My real bedside companion is my “Pandasal.” This book provides me with the daily scriptural readings and the Gospel of the day. It also names the saint/saints of the day so you get to pray to them and ask them for special prayer/favors.
Filmmaker (2010’s “The Grocer” and 2009’s “Plight of the Peregrines”), chief creative officer/co-owner of the comic book and collectibles retail chain Filbar’s.
“Street Gang,” by Michael Davis: As a Muppet aficionado, I genuinely appreciated reading all about the history behind one of the greatest TV shows of all time, “Sesame Street.” Davis wrote a very detailed account of the many colorful characters responsible for the show’s conception and development through the years. It is very enlightening to learn how the program has had to evolve in order to keep up with younger audiences. As a supplement, I have also started reading the book “Make Art, Make Money: Lessons from Jim Henson on Fueling Your Creative Career,” by Elizabeth Hyde Stevens.
“The Sandman,” by Neil Gaiman: I recently finished binge-reading the entirety of the Sandman books by Neil Gaiman. While most people would prefer to read each volume separately, with adequate time between each, there is something unique to be gained from a binge-read. For one, the various connections between each book are more vivid. While there are certainly some slow parts, you get a grander understanding of the tapestry woven by Gaiman. You also get a good primer for some of the characters and situations in the new series, “The Sandman: Overture.”

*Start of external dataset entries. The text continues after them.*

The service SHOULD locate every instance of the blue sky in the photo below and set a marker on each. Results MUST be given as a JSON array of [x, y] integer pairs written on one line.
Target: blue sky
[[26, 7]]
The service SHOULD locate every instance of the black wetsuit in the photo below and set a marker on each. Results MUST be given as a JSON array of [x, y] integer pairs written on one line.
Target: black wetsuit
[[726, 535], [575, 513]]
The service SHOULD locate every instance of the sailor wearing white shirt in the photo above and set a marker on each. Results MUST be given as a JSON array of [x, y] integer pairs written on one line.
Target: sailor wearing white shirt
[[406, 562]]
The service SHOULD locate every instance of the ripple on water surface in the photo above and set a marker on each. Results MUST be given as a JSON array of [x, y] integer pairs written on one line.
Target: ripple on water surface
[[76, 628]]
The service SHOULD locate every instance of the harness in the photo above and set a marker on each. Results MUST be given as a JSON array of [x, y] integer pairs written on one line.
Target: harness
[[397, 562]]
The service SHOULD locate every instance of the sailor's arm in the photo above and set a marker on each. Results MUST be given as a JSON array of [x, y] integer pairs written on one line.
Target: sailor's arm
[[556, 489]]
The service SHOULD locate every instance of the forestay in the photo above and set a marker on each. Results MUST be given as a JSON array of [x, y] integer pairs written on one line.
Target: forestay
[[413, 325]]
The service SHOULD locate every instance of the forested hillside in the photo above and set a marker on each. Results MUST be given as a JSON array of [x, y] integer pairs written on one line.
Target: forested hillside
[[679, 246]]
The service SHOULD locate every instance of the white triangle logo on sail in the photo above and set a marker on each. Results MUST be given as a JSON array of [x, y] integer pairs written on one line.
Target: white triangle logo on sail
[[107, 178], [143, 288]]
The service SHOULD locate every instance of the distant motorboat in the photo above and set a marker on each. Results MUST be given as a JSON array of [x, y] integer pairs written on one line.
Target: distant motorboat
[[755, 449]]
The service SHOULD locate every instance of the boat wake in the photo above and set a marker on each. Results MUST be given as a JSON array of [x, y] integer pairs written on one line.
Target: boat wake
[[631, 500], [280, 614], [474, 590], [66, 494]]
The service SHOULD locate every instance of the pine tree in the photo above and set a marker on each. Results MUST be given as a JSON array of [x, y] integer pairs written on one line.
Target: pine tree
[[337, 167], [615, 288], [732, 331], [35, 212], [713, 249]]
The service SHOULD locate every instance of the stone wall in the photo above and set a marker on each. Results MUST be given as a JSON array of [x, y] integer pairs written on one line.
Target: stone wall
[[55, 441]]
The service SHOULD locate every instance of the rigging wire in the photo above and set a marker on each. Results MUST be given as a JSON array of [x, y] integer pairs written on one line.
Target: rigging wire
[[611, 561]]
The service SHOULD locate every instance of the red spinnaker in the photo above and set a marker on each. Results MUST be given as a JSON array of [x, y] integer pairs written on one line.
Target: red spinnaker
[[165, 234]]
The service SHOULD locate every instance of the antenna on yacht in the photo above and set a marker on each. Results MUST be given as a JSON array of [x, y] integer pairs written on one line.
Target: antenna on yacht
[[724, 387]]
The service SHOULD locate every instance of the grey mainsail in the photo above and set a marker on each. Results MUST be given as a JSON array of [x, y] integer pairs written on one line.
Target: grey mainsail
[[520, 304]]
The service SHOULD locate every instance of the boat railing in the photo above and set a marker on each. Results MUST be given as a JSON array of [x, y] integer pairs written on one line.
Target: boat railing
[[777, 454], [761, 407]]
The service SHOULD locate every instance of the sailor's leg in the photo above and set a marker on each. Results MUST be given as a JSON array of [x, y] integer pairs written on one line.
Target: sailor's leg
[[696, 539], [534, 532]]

“The Writer’s Journey,” by Christopher Vogler: This is a book I have started reading only recently. Vogler discusses narrative structure and archetype, and offers practical advice to writers who would like to understand the basics of storytelling. The book is an invaluable tool for screenwriters learning the craft.
In the March 16, 2015, edition of Bedside Reading, the photographs of Cavite-based writer Kid Orit and Z Food Strip owner Eric Cadavillo were interchanged. We’re republishing them with the correct captions.